A Pensão do Sargento

Já passava da metade do expediente quando a seção de pessoal do batalhão do exército de Caxias do Sul, a maior cidade do interior do Rio Grande do Sul, recebeu um e-mail da central de pensões militares de Brasília. O jovem Cabo Mathias abre a mensagem, lê e já repassa ao seu superior, Subtente Martins:

- Sub, uma missão para nós essa semana no interior. Parece que há suspeita de percebimento indevido na aposentadoria de um sargento reformado em Vacaria. Não houve prova de vida desse veterano já há algum tempo. Possivelmente ele está doente ou em casa ou já falecido e algum familiar ou conhecido deve estar ficando com os valores da pensão para si.
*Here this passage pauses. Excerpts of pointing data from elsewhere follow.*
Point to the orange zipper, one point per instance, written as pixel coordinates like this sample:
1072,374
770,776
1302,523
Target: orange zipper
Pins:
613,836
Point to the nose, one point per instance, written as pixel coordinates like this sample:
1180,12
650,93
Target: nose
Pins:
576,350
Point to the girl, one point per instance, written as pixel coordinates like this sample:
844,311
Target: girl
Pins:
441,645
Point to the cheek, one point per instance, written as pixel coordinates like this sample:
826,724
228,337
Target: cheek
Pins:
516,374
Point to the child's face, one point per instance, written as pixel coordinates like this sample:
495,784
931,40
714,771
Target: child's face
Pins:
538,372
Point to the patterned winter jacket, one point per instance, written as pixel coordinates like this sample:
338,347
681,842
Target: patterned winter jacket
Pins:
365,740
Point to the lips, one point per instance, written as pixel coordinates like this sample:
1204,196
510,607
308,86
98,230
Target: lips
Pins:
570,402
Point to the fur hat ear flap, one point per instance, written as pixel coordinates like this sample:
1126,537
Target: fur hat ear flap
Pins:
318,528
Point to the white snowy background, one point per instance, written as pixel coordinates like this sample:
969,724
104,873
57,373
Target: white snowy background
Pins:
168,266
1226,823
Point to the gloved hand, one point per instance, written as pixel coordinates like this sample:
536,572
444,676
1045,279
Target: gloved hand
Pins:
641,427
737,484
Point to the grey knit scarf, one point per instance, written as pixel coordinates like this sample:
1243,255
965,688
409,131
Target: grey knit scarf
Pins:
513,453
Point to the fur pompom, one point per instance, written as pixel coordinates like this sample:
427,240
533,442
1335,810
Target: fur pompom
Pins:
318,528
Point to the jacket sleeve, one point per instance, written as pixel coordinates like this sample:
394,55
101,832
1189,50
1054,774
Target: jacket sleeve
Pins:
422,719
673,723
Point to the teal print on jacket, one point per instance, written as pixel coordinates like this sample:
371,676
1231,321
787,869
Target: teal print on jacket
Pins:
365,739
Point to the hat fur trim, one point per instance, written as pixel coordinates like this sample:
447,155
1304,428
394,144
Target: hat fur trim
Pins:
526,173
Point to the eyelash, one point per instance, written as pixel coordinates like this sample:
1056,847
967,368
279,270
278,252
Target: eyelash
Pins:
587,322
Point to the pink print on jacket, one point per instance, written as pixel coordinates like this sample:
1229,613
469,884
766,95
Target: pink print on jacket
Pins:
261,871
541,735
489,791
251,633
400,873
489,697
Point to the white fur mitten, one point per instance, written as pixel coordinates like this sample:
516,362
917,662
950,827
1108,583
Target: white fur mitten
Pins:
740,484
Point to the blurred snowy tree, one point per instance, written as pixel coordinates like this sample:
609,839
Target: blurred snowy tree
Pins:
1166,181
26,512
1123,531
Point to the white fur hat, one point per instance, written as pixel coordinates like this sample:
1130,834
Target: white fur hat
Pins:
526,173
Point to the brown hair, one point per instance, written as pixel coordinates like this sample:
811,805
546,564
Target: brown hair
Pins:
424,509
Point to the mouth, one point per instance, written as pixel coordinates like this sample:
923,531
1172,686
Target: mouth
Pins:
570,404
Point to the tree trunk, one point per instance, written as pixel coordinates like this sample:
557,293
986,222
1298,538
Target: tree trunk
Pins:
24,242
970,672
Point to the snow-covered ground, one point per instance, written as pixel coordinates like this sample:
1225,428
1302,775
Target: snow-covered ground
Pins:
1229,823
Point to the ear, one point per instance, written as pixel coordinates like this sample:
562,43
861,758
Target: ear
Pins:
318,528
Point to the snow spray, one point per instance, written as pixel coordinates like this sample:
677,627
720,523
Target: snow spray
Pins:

Geralmente ocorre dessa maneira.

O suboficial Martins sempre se entusiasmava com esse tipo de missão. Era uma excelente oportunidade de viajar para o interior a trabalho e sair um pouco da rotina burocrática de uma seção administrativa do exército.

Os militares então ajustaram para fazerem a averiguação na sexta-feira seguinte, logo cedo e assim dar tempo de retornarem no mesmo dia com a missão de fiscalização completa.

Na alvorada de sexta, estavam os dois com uma viatura seguindo pela BR 116 em direção a Vacaria.

- O que pode ser isso Sub? Como um familiar pode estar logrando um militar da reserva, que dedicou a maior parte da vida para servir à nação?

- As pessoas são capazes dos maiores absurdos Mathias. Nesses quase trinta anos de serviço já vi de tudo. As pessoas se corrompem facilmente quando o assunto é dinheiro.

Em pouco menos de duas horas já estavam na cidade de Vacaria, uma das mais frias do Brasil.

- Caramba Sub, como é mais frio que Caxias aqui.

- Sim, aqui sempre é mais frio que nossa cidade. Você trouxe teu suéter? Vai precisar dele, dependendo o horário que sairmos daqui hoje.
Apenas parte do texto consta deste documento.